On Saturday morning, President Donald Trump accused Barack Obama of wiretapping Trump Tower during the election. After Obama denied the allegations in a statement, his former intelligence director decided to double down.

Wiretapping claims

The biggest story to dominate the news cycle in American politics has been what impact Russia had on the 2016 presidential election. In addition, questions remain unanswered about whether or not Russia has current influence in the White House, as Donald Trump continues to deny and deflect from allegations that he is linked to the Kremlin.

Last month, Trump lost his National Security Advisor after retired Gen. Michael Flynn was forced to resign when it was revealed he spoke to Russian officials at the end of last year. In a follow-up, Attorney General Jeff Sessions has been accused of speaking with the ambassador of Russia twice during the election, while failing to disclose the information during his Senate confirmation hearing. As expected, Trump rushed to the defense of his administration, and instead put the blame on Democrats and Barack Obama. As seen on "Meet the Press" on March 5, the Obama team is denying any wrongdoing.

"How low has President Obama gone to tapp my phones during the very sacred election process," Donald Trump wrote as part of his tweet-storm on Saturday.

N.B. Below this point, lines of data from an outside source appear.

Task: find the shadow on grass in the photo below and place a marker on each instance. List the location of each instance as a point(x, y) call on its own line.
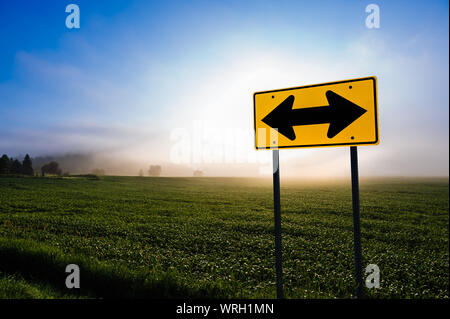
point(39, 263)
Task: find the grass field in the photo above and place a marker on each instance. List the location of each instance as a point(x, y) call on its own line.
point(213, 237)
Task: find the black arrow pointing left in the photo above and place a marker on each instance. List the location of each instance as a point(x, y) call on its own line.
point(340, 113)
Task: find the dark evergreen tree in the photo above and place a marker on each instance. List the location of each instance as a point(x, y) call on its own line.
point(5, 165)
point(27, 166)
point(16, 167)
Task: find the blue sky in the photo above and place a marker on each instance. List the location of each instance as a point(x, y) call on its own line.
point(137, 70)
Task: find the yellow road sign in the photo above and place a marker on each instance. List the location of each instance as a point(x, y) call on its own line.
point(340, 113)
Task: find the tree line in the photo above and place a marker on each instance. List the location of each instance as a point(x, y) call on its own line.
point(9, 165)
point(12, 166)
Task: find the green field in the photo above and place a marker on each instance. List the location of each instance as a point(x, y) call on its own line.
point(213, 237)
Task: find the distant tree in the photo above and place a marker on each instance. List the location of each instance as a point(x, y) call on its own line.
point(5, 165)
point(98, 171)
point(16, 167)
point(51, 168)
point(155, 170)
point(27, 166)
point(198, 173)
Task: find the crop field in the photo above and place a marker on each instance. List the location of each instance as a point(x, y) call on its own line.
point(139, 237)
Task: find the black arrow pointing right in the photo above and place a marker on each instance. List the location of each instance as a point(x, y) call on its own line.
point(340, 113)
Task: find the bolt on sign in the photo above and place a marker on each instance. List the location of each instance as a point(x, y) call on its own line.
point(343, 113)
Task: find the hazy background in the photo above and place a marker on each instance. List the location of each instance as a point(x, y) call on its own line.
point(116, 93)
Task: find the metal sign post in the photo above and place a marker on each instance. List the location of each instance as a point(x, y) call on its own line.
point(356, 222)
point(277, 215)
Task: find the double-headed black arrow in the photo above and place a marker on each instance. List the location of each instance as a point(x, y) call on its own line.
point(340, 113)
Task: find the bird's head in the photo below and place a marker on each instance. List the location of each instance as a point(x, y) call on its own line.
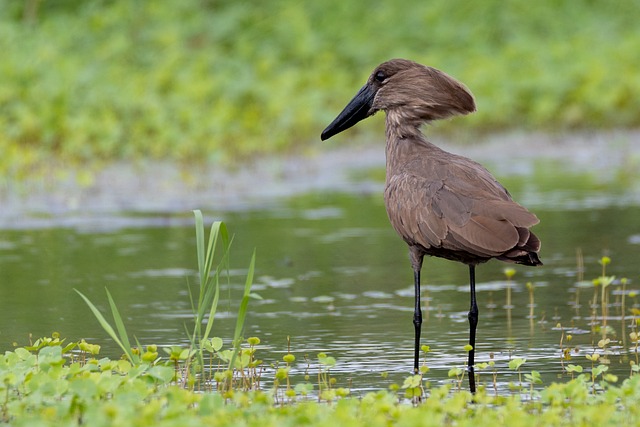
point(415, 92)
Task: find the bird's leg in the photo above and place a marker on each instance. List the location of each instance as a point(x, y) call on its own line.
point(473, 323)
point(417, 321)
point(416, 255)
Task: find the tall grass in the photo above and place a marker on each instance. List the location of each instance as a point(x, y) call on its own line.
point(204, 306)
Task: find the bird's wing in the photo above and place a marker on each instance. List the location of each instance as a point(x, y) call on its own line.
point(459, 209)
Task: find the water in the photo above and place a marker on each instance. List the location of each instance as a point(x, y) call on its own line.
point(335, 278)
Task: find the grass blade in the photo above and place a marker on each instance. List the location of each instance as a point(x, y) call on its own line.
point(242, 311)
point(122, 331)
point(105, 325)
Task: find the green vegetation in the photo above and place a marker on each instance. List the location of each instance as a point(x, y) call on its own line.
point(217, 80)
point(50, 381)
point(46, 384)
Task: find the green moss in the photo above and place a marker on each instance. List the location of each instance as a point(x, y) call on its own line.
point(49, 386)
point(189, 79)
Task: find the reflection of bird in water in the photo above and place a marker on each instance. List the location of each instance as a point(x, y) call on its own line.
point(441, 204)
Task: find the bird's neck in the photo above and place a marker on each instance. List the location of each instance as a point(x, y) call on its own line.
point(404, 140)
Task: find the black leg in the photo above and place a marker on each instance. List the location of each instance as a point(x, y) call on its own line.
point(417, 321)
point(473, 323)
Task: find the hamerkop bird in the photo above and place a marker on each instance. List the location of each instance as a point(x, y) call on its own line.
point(441, 204)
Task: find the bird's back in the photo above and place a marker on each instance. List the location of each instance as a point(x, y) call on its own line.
point(451, 207)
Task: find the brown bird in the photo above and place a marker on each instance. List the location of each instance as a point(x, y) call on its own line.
point(441, 204)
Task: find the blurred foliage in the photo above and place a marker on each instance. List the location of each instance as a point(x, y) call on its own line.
point(218, 80)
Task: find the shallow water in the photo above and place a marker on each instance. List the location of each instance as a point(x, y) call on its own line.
point(335, 278)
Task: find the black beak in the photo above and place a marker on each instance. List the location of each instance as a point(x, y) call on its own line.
point(359, 108)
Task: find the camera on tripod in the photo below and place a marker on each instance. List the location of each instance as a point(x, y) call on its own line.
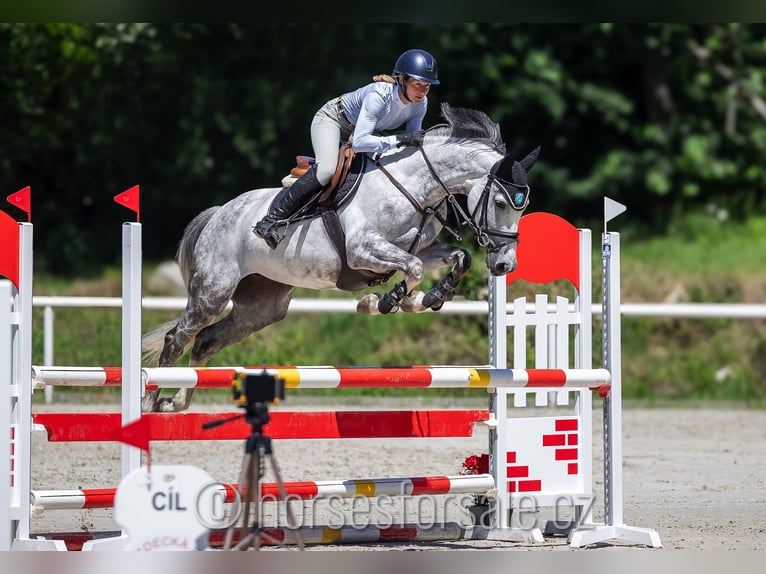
point(248, 389)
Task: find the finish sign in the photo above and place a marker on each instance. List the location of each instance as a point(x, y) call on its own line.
point(159, 508)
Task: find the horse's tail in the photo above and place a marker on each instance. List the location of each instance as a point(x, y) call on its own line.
point(153, 342)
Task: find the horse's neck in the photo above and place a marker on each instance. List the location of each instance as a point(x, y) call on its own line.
point(449, 168)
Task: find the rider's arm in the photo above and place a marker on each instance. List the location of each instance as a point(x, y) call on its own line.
point(415, 123)
point(373, 107)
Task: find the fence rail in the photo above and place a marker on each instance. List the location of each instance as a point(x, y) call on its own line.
point(339, 305)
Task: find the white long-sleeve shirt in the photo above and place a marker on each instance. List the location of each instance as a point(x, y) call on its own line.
point(377, 107)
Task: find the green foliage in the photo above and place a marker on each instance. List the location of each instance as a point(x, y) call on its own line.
point(663, 358)
point(666, 118)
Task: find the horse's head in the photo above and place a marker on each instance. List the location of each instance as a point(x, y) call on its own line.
point(496, 204)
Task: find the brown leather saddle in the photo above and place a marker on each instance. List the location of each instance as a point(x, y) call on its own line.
point(344, 183)
point(345, 158)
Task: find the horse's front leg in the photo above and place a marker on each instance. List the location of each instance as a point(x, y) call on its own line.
point(436, 256)
point(379, 255)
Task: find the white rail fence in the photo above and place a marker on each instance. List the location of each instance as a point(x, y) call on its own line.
point(339, 305)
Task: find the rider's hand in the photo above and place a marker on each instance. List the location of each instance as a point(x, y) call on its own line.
point(409, 138)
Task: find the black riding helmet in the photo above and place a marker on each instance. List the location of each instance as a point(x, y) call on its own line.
point(417, 64)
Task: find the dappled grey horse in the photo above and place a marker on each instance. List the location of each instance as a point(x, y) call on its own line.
point(390, 224)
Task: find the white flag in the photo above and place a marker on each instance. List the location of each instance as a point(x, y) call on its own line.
point(612, 209)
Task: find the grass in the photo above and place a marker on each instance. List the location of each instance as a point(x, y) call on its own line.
point(663, 359)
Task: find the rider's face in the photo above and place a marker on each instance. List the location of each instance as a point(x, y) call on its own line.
point(417, 90)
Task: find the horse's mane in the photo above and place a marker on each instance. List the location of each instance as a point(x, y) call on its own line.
point(467, 124)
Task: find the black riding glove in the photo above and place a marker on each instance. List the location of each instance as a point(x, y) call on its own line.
point(409, 138)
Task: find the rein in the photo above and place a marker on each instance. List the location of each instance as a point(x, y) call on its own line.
point(484, 235)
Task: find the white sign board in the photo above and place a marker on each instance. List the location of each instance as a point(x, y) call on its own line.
point(163, 507)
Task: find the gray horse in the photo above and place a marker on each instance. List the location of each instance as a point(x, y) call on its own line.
point(390, 225)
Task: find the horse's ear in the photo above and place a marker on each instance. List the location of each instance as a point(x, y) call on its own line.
point(530, 160)
point(519, 174)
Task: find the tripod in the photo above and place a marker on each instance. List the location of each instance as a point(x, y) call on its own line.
point(258, 451)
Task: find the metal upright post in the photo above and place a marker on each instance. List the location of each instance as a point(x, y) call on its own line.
point(613, 527)
point(7, 522)
point(131, 338)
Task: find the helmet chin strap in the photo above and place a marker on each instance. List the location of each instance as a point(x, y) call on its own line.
point(403, 89)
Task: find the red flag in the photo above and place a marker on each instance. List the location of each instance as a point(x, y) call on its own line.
point(130, 199)
point(21, 200)
point(549, 249)
point(9, 254)
point(135, 434)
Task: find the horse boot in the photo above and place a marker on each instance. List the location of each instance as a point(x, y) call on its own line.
point(285, 204)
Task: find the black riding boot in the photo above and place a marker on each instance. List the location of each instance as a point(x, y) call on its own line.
point(285, 204)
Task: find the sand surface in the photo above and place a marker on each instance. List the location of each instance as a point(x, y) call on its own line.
point(695, 475)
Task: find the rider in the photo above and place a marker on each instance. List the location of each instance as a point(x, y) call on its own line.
point(384, 104)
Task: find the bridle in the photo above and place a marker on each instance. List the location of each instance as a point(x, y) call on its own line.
point(477, 219)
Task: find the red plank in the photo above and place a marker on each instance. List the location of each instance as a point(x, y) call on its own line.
point(92, 427)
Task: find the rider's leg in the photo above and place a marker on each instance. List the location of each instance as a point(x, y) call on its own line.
point(325, 138)
point(287, 202)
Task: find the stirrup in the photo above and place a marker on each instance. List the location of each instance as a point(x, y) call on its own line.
point(270, 235)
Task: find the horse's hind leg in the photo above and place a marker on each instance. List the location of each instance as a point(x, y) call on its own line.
point(207, 300)
point(257, 302)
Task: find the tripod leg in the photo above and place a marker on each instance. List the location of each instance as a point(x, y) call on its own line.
point(245, 473)
point(247, 537)
point(283, 493)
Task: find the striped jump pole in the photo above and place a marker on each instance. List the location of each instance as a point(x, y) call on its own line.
point(43, 500)
point(329, 377)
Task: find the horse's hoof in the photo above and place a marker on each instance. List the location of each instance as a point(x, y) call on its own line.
point(413, 303)
point(165, 405)
point(368, 304)
point(388, 304)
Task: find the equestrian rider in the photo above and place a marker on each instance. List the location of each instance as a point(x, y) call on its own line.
point(384, 104)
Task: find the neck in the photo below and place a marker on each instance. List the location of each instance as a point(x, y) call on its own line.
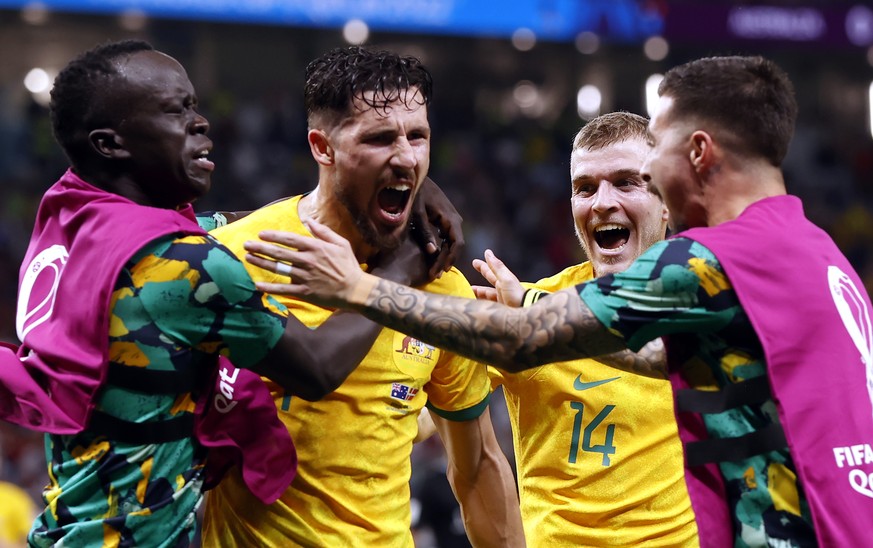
point(726, 198)
point(324, 207)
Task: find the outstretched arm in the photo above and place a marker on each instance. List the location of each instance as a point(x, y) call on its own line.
point(650, 361)
point(312, 363)
point(482, 481)
point(433, 210)
point(505, 288)
point(558, 327)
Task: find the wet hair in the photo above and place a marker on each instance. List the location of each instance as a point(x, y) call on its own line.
point(77, 96)
point(609, 129)
point(335, 79)
point(749, 97)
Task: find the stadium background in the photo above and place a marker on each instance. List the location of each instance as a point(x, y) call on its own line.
point(513, 83)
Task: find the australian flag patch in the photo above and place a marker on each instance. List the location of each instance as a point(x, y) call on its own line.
point(403, 392)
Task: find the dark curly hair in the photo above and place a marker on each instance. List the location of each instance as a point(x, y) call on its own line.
point(76, 97)
point(341, 75)
point(750, 97)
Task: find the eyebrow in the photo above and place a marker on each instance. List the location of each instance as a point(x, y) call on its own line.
point(620, 174)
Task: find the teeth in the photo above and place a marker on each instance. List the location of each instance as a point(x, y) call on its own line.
point(608, 226)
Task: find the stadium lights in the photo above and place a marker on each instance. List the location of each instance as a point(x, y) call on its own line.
point(39, 83)
point(652, 83)
point(588, 101)
point(356, 32)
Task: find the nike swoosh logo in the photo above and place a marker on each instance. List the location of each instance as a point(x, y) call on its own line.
point(579, 385)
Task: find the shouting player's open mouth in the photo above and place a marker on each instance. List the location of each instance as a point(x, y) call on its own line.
point(611, 236)
point(394, 201)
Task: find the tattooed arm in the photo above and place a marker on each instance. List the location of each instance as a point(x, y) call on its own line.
point(325, 272)
point(650, 361)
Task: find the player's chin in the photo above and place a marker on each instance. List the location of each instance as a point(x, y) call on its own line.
point(199, 185)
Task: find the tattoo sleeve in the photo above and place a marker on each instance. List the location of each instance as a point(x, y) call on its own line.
point(558, 327)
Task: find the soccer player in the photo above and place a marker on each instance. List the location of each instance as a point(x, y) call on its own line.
point(126, 306)
point(767, 326)
point(370, 135)
point(607, 468)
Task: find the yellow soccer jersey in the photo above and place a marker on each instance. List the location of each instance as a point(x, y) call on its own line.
point(354, 446)
point(598, 456)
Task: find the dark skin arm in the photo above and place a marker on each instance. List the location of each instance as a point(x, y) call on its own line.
point(558, 327)
point(436, 226)
point(311, 363)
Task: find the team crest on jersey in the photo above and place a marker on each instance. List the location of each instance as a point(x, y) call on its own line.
point(403, 392)
point(413, 356)
point(39, 289)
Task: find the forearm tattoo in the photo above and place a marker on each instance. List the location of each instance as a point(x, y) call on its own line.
point(558, 327)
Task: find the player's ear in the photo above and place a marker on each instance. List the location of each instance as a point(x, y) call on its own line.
point(319, 145)
point(702, 153)
point(108, 143)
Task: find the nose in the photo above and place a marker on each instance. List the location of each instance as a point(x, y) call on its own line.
point(605, 198)
point(404, 155)
point(200, 124)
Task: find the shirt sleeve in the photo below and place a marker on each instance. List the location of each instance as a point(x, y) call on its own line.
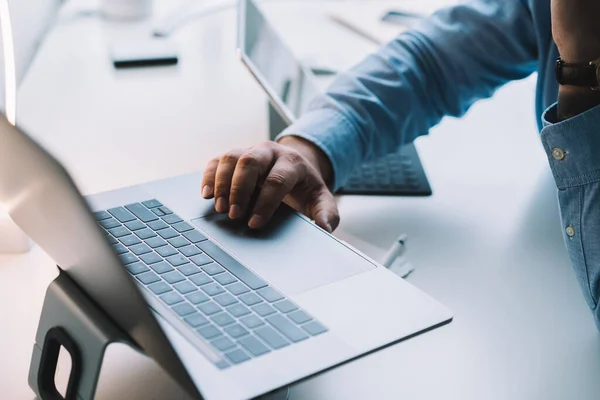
point(457, 56)
point(573, 148)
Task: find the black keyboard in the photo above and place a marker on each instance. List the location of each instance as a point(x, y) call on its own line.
point(399, 174)
point(229, 307)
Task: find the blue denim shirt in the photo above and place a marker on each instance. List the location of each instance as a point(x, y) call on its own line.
point(456, 57)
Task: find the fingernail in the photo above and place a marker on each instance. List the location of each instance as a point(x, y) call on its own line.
point(255, 222)
point(206, 191)
point(235, 211)
point(221, 205)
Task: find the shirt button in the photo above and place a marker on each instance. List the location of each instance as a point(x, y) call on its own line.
point(570, 231)
point(558, 153)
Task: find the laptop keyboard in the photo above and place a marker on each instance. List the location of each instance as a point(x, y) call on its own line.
point(228, 306)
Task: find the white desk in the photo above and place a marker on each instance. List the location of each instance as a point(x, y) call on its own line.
point(488, 243)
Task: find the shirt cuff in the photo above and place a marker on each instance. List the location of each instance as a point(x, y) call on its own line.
point(572, 147)
point(335, 135)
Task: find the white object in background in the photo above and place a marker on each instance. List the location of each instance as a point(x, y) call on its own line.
point(126, 9)
point(12, 238)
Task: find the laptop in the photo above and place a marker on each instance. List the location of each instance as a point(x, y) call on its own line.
point(229, 312)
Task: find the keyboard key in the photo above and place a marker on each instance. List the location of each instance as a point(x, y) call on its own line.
point(213, 289)
point(148, 277)
point(185, 287)
point(222, 343)
point(121, 214)
point(236, 331)
point(236, 288)
point(177, 260)
point(238, 310)
point(237, 356)
point(182, 227)
point(119, 248)
point(272, 338)
point(264, 309)
point(183, 309)
point(168, 233)
point(166, 251)
point(135, 225)
point(225, 279)
point(194, 236)
point(136, 268)
point(200, 279)
point(269, 294)
point(129, 240)
point(283, 325)
point(171, 219)
point(222, 319)
point(209, 332)
point(212, 268)
point(299, 317)
point(161, 267)
point(314, 328)
point(201, 259)
point(225, 299)
point(119, 231)
point(141, 212)
point(151, 258)
point(101, 215)
point(171, 298)
point(209, 308)
point(157, 225)
point(252, 321)
point(285, 306)
point(197, 298)
point(232, 265)
point(195, 320)
point(127, 258)
point(145, 233)
point(160, 288)
point(254, 346)
point(152, 203)
point(140, 249)
point(155, 242)
point(250, 299)
point(109, 223)
point(189, 251)
point(178, 242)
point(189, 269)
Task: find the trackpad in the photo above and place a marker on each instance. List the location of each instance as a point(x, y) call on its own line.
point(291, 253)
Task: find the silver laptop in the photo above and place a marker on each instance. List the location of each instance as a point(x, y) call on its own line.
point(229, 312)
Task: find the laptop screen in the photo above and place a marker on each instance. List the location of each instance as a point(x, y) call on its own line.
point(274, 64)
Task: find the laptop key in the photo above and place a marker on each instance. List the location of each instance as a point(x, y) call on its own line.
point(269, 294)
point(171, 298)
point(237, 356)
point(252, 321)
point(254, 346)
point(136, 268)
point(148, 277)
point(161, 267)
point(222, 343)
point(250, 299)
point(135, 225)
point(283, 325)
point(236, 331)
point(121, 214)
point(285, 306)
point(141, 212)
point(232, 265)
point(299, 317)
point(271, 337)
point(314, 328)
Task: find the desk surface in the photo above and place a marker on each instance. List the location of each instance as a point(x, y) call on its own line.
point(488, 244)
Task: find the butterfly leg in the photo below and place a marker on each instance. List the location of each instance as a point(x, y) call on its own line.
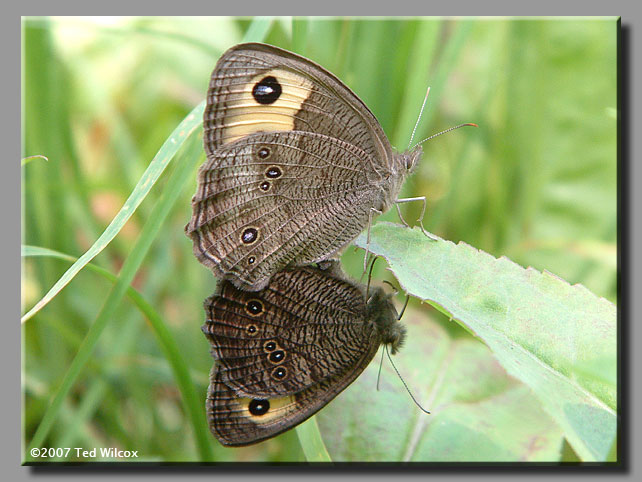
point(332, 265)
point(420, 220)
point(365, 258)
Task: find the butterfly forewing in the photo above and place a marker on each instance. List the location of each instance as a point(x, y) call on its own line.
point(257, 87)
point(237, 421)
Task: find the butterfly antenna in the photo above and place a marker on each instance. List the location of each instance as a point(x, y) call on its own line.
point(469, 124)
point(405, 305)
point(412, 136)
point(404, 382)
point(380, 365)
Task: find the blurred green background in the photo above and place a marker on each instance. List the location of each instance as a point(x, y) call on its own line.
point(536, 182)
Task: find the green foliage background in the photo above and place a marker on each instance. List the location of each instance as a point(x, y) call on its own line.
point(535, 182)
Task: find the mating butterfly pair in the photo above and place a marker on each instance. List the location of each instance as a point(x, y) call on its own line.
point(296, 167)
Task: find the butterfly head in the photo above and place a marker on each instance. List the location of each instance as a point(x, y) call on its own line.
point(382, 312)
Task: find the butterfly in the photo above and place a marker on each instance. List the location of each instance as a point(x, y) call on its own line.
point(284, 352)
point(297, 166)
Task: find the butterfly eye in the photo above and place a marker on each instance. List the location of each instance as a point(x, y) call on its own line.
point(259, 407)
point(249, 235)
point(264, 152)
point(273, 172)
point(254, 307)
point(267, 90)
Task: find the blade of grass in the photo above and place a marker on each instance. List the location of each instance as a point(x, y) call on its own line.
point(191, 401)
point(147, 181)
point(258, 29)
point(312, 442)
point(170, 194)
point(27, 160)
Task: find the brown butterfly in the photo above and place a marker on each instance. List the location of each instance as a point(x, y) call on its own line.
point(297, 166)
point(284, 352)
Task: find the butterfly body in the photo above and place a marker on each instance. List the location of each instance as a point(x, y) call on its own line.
point(296, 163)
point(284, 352)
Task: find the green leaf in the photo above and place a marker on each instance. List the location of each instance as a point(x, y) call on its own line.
point(478, 412)
point(542, 330)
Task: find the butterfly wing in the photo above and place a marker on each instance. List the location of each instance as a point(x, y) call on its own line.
point(237, 421)
point(260, 88)
point(295, 162)
point(274, 199)
point(305, 327)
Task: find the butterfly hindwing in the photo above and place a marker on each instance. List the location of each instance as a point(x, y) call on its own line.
point(273, 199)
point(306, 326)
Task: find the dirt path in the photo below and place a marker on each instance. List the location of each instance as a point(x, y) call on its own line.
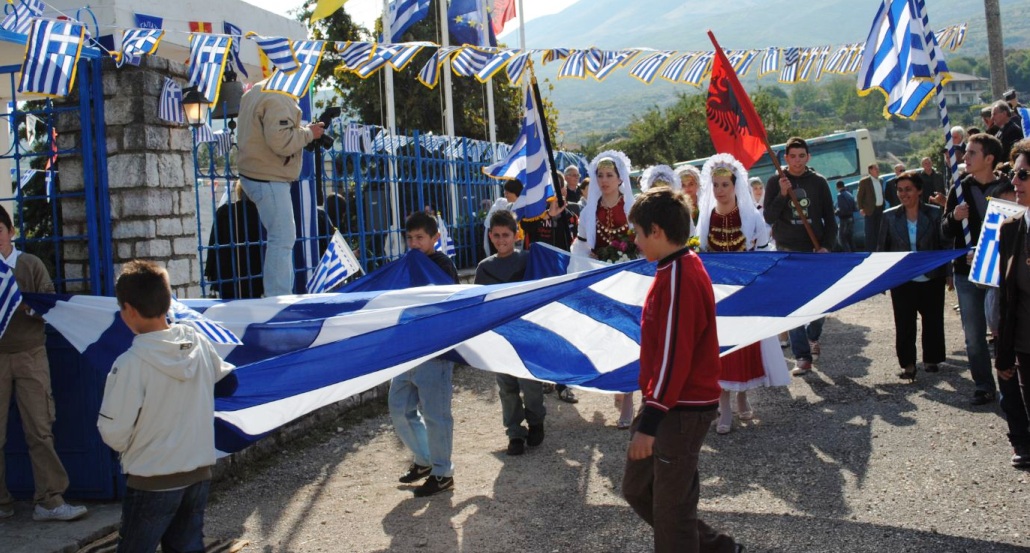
point(848, 458)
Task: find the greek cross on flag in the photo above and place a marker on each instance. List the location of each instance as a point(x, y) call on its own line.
point(20, 21)
point(136, 43)
point(208, 55)
point(50, 58)
point(985, 268)
point(335, 267)
point(296, 84)
point(170, 106)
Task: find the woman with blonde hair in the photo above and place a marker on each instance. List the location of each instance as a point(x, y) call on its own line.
point(728, 221)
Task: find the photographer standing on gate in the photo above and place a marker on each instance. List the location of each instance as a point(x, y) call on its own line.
point(271, 141)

On Sunday morning, Trump returned to Twitter and trolled the former commander in chief once again, and then later had the White House call for an investigation into the claims in question. However, James Clapper, former director of national intelligence under Obama, denied the allegations during an interview on "Meet the Press."

"There was no such wiretap activity mounted against the president, the president-elect at the time, as a candidate or against his campaign," James Clapper told host Chuck Todd.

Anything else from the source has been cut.